Pendant que les Américains allaient aux urnes hier pour remodeler le Congrès, les milieux d'affaires québécois prêtaient attention aux résultats des courses. Des entreprises d'ici actives aux États-Unis minimisent les impacts d'une nouvelle donne politique, d'autres espèrent un nouveau souffle. Mais elles devront à coup sûr surveiller la direction que prendra la politique commerciale américaine après cette élection.

Le constructeurs d'autocars Prévost a 250 employés aux États-Unis, répartis dans six États. Le plan de relance ne s'est pas fait sentir sur les activités de la société, que ce soit dans le secteur des autocars ou des maisons motorisées.

«Plusieurs de nos clients, spécialement les républicains, nous disent retenir leurs dépenses et leurs investissements, souligne le président et chef de la direction de Prévost, Gaétan Bolduc. Il y a chez eux une certaine considération que l'argent de l'État n'est pas dépensé de la bonne façon et ils sont craintifs quant à l'avenir de leur pays. Je présume donc que les élections peuvent changer quelque chose.»

Du côté de Canam, qui possède 14 usines aux États-Unis, le président du conseil Marcel Dutil minimise l'impact d'un nouveau Congrès. «En ce qui me concerne, l'année 2011 va être exactement comme les 12 derniers mois. Pas mieux pas pire.»

Au moment de recueillir les commentaires des milieux d'affaires, le scénario le plus probable prévoyait une prise de contrôle de la Chambre des représentants par les républicains. C'est sur le plan du commerce que ce scénario provoquait le plus de questions.

D'abord, il faudrait voir qui les républicains placeraient à la tête des comités de la Chambre, soutient l'ancien ambassadeur Raymond Chrétien, associé et conseiller stratégique chez Fasken Martineau. «Si ce sont des gens du Nord, c'est de bon augure. Plus ils sont loin de la frontière, moins c'est bon pour nous.»

Justement, il faudra aussi garder l'oeil sur la question du passage à la frontière, croit M. Chrétien. Les républicains sont plus insistants sur la sécurité frontalière.

Même si les républicains sont généralement plus libre-échangistes que les démocrates (un plus pour le Canada), l'influence du Tea Party représente un risque pour les entreprises d'ici, soutient Simon Prévost, président des Manufacturiers et exportateurs du Québec. «Cela pourrait se traduire par des politiques économiques plus populistes, plus américano-centrées.»

Train à basse vitesse?

Les ardeurs de Barack Obama concernant les projets de train à grande vitesse peuvent aussi être ralenties par une Chambre républicaine, note David Waldren, associé chez Secor.

Chez Stella-Jones, qui fabrique des traverses de chemin de fer, on verrait certainement d'un bon oeil la poursuite des investissements gouvernementaux dans les infrastructures. «Mais ce n'est pas quelque chose sur lequel on base nos prévisions ou notre stratégie», dit le président et chef de la direction, Brian McManus.

M. McManus ne s'inquiétait donc pas trop du résultat des élections hier. «Ça va bien pour nous actuellement, nous avons une base de demande pour maintenir les systèmes.

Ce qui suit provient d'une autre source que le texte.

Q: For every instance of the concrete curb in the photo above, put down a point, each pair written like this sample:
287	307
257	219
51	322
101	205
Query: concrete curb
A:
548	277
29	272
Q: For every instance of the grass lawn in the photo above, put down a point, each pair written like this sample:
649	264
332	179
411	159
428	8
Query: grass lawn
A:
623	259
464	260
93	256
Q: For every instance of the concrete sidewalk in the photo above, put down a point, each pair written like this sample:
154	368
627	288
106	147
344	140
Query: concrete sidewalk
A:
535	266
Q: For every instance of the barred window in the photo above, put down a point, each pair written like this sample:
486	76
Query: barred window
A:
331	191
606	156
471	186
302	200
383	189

Je ne vois pas d'impact majeur, peu importe l'issue du vote. Les deux partis soutiennent les infrastructures.»

Les sociétés québécoises de technologies de l'environnement avaient aussi de bonnes raisons de suivre la soirée électorale hier, ajoute Raymond Chrétien. «Une Chambre contrôlée par les républicains s'opposerait à toute grande politique qu'Obama voudrait passer sur l'environnement», affirme-t-il.

Chez Enerkem, société montréalaise qui développe une usine de biocarburant au Mississippi - grâce à une subvention de 50 millions US de l'administration Obama - on est moins inquiet.

«On s'attend à ce que le secteur très stratégique de la production locale de biocarburants reste une priorité, peu importe l'allégeance de la Chambre», dit Marie-Hélène Labrie, vice-présidente aux affaires gouvernementales et communications. «Le côté création d'emplois ou moteur économique va peut-être interpeller davantage les républicains, tandis que le côté environnemental interpelle plus les démocrates.»

Tant de choses à suivre alors même que, de l'avis de plusieurs, la campagne présidentielle commence aujourd'hui.